Coloured scanning electron micrograph of monkeypox virus particles on the surface of infected cells.

Monkeypox particles (red) on the surface of infected cells.Credit: NIH/SPL

Cases of monkeypox continue to rise. A month ago, when the World Health Organization (WHO) decided against declaring the global outbreak of the viral disease a public health emergency of international concern (PHEIC), some 3,000 cases had been confirmed in more than 50 countries since the start of May. By 23 July, that number stood at more than 16,000 cases across 75 countries and territories, according to the WHO.

The WHO’s expert advisers met again at the end of last week, and although the majority didn’t support declaring a PHEIC, on 23 July the organization decided to go ahead. Now that a declaration has been made, nations must work together to tackle the outbreak and ensure that sufficient resources are provided to low- and middle-income countries (LMICs), where the disease has historically been most prevalent. Mistakes made over COVID-19 must not be repeated.

For example, no one benefits when there is competition for vaccines during an emergency — a widespread problem in many nations’ COVID-19 responses. Smallpox vaccines are effective against monkeypox, but in LMICs both vaccine supply and diagnostic capacity are patchy. Vaccine donors need to collaborate with researchers and health officials to determine what each country requires to scale up its ability to respond to this infectious disease.

When a PHEIC is declared, the WHO recommends that nations commit to ramping up the manufacture and supply of diagnostic testing, medicines and vaccines. Research also tends to get a boost from governments, universities and industry — as happened with COVID-19.

The advisers opposed to declaring a PHEIC argued that the disease is treatable through targeted interventions. At present, the burden of disease is overwhelmingly being felt among men who have sex with men, in Europe and North America, and interventions could focus on vaccination in that community. But those supporting declaring a PHEIC argued that the necessary criteria have been met: the outbreak is an extraordinary event and the disease is a global public-health risk that requires a coordinated response.

Until this year, most cases of monkeypox were seen in people in Central and West Africa. In the current outbreak, all of the known fatalities (at least 70 suspected deaths so far) have been in African countries, where studies have shown that young children, older people and those with low immunity have a higher risk of developing severe disease.

The Democratic Republic of the Congo has experienced thousands of suspected cases during the past decade, and in that time hundreds of people have died from a virulent strain that has a mortality rate of around 10% (Z. Jezek et al. Trop. Geogr. Med. 40, 73–83; 1988). But the true figures are not known — and could be higher than estimates suggest.

In an all-too-common scenario, it has taken a health emergency in Europe and North America for the world to take notice of a disease. As Emmanuel Alakunle and Malachy Okeke at the American University of Nigeria in Yola write in a comment article in Nature Reviews Microbiology, the monkeypox outbreak should serve as “a wake-up call” that “highlights how little-to-no attention has been paid to the spread of the virus within endemic areas” (E. F. Alakunle and M. I. Okeke Nature Rev. Microbiol. https://doi.org/h5v8; 2022).

Last month, Adesola Yinka-Ogunleye, an epidemiologist at the Nigeria Centre for Disease Control in Abuja, told Nature that epidemiologists have been warning for some years that monkeypox is spreading. “The world is paying the price for not having responded adequately,” she said.

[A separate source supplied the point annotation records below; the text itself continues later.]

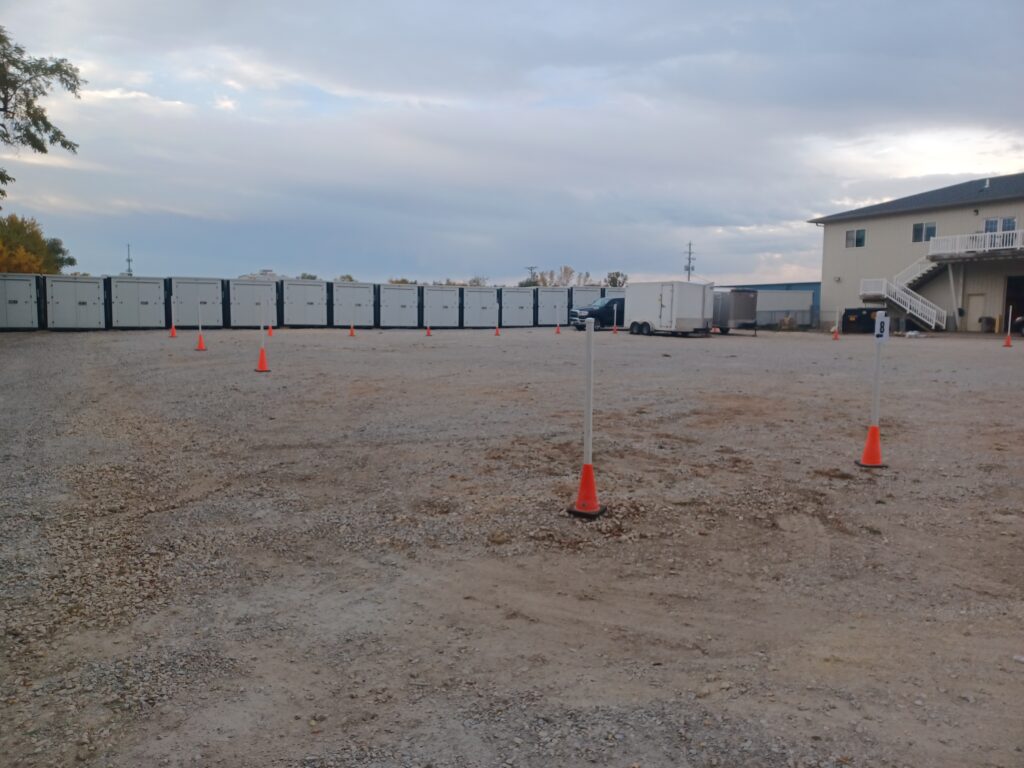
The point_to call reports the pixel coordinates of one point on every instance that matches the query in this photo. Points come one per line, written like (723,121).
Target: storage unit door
(440,307)
(517,307)
(479,307)
(17,302)
(353,304)
(305,303)
(552,306)
(124,303)
(585,295)
(399,306)
(253,304)
(197,299)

The PHEIC declaration presents an opportunity to right this wrong. High-income countries in particular must learn from mistakes made over COVID-19. In an emergency it is senseless to compete for vaccine doses and treatments. Instead, diagnostics and vaccines should be shared and targeted to where they are most needed.

In an interview with US National Public Radio earlier this month, Atul Gawande, the official responsible for global health at the US Agency for International Development (USAID) in Washington DC, said that the lowest-income countries tend to be the last to get vaccines. This is an important acknowledgement coming from a senior official at USAID, a major source of vaccines and treatments. There is little doubt that the world’s poorest and most vulnerable were failed during the response to COVID-19. Vaccines that offer protection against monkeypox exist and they need to be used for the benefit of all. Wealthy countries must not make the same mistake twice.